Patient data is one of the most contentious terms in healthcare. Add on the words ‘artificial intelligence (AI)’ and now you have a recipe for a lot of sighs and groans in industry conversations. Pharma has been inundated by these terms for a number of years now, and for good reason: patient data is transformative – across pharma’s entire value chain. This is why 90% of large pharmaceutical firms have already initiated AI projects last year. 

The premise sounds simple. By collecting, structuring, and extracting insights from a vast quantity of patient data, pharma can reduce the cost of drug discovery trials and accelerate the time to market for new drugs. The underlying challenge in using patient data can be summed up it two words – complexity and scale. Imagine parsing through a massive pile of scanned documents turned into PDFs, unstructured text data from clinical trials and doctors’ notes, tissue imaging data, and genomic information, all coming from siloed facilities with data privacy concerns.
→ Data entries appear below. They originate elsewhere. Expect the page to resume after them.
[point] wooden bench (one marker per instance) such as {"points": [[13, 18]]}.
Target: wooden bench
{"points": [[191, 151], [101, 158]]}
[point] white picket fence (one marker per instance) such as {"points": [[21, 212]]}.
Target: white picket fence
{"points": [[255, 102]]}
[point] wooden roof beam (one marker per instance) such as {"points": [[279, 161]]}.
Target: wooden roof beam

If you’re having a bad day, the data may even come in the form of printed documents or a CD-ROM (good luck finding a drive for one of those). It’s like introducing four of your friends from different countries to one another, with each only speaking their native language. The unstructured nature of these datasets coupled with the quantity makes data ingestion problematic, but this is also what makes it extremely valuable. It is estimated that healthcare generated roughly 25,000 petabytes of data last year, with a compound annual growth rate of 36% through 2025. If you’re having trouble wrapping your head around that number: 1 petabyte of storage could hold roughly 11,000 4K movies, enough for 2.5 years of nonstop binge watching.  

This is where AI comes in. More specifically, Machine Learning (ML), its most prevalent form. An ML algorithm studies voluminous data in intense detail, able to pinpoint patterns that would otherwise escape human researchers. It can parse through multiple types of patient data from a range of sources and combine them together. Using ML tools, researchers can now produce research-grade data than can lead to better predictive models across the drug development chain, from efficacy and risk-benefit analyses to post-marketing surveillance.
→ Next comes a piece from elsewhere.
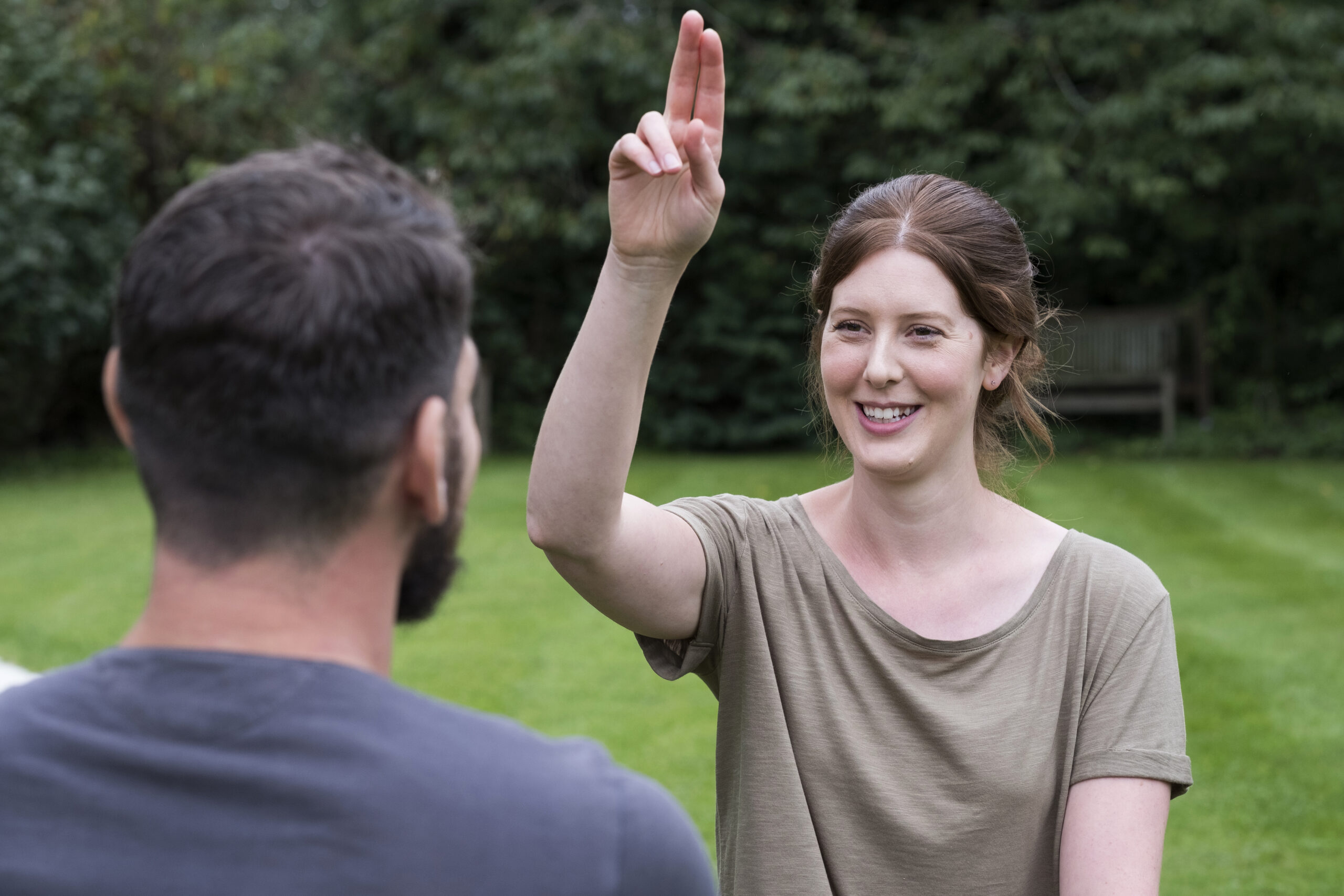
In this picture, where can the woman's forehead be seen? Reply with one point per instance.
(897, 281)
Clinical trial matching has become a practical test bed for AI in pharma

The first low-hanging fruit application is clinical trial design. By looking at electronic health records (EHRs), patient demographics, and omics datasets, trials can be more patient centric. Analyzing a combination of patient genomic data with medical records allows researchers to identify participants who are more likely to benefit from the drug candidates in trials. We’re already seeing this in play, with Janssen partnering with Komodo Health for patient matching using claim codes and other data sources. The ability to generate research-grade data from patient-reported outcomes will also allow more remote trials to be conducted, decreasing the burden on patients while providing researchers with high quality information. Imagine removing the need for patients to keep a medical journal or to travel long distances just so we can get a snapshot of their health status. 

Beyond clinical trials, it’s easy to visualize ML’s expansion into generating real-world evidence (RWE) for pharma. This will also be increasingly utilized to incorporate data from different platforms, such as genomic data, imaging, and clinical records to get a better understanding of drug response even post-commercialization. As RWE’s status is elevated by regulatory bodies, its use in monitoring post-market safety and adverse events are becoming more important for making regulatory decisions. AI can even be used to improve patient service programs by enhancing virtual assistants and capturing more data points. All of these applications are transforming AI’s status from a ‘nice to have’ to an essential part of the pharma arsenal. 

‘Federated Learning’ may transcend limitations on data bias, privacy, and security

Faster and cheaper drug development and approval sound like a dream, but patient data and AI are not quite peanut butter and jelly. AI does not take into account bias. Simply put, the quality of the result is directly related to the quality of data – garbage in, garbage out. The models you can generate is only as good and unbiased as the datasets used to train them. An emerging solution is the use of Federated Learning (FL), which allows training of algorithms collaboratively without exchanging data itself. This removes the limitations on access and privacy by allowing the use of data for training without moving the patient data beyond institutional firewalls. Successful implementation of FL can bypass governance and privacy concerns while creating models that are superior relative to existing solutions.  

Moving forward, we will see more pharma companies invest in AI primarily through collaborations or by making an equity investment through their venture capital arms to gain a seat on the board. A handful of pharma companies are also setting up their own in-house AI units, such as GSK, Novartis, and Roche. In most cases, it’s clear that current partnerships are driven more by the access to data rather than competencies on algorithms. We have mapped out a selection of partnerships and investments between pharma companies and AI vendors below: 

Fueled by the promise of competitive advantage and capital efficiencies of AI, pharma will definitely dive deep into patient data and hope for a rise in the tides.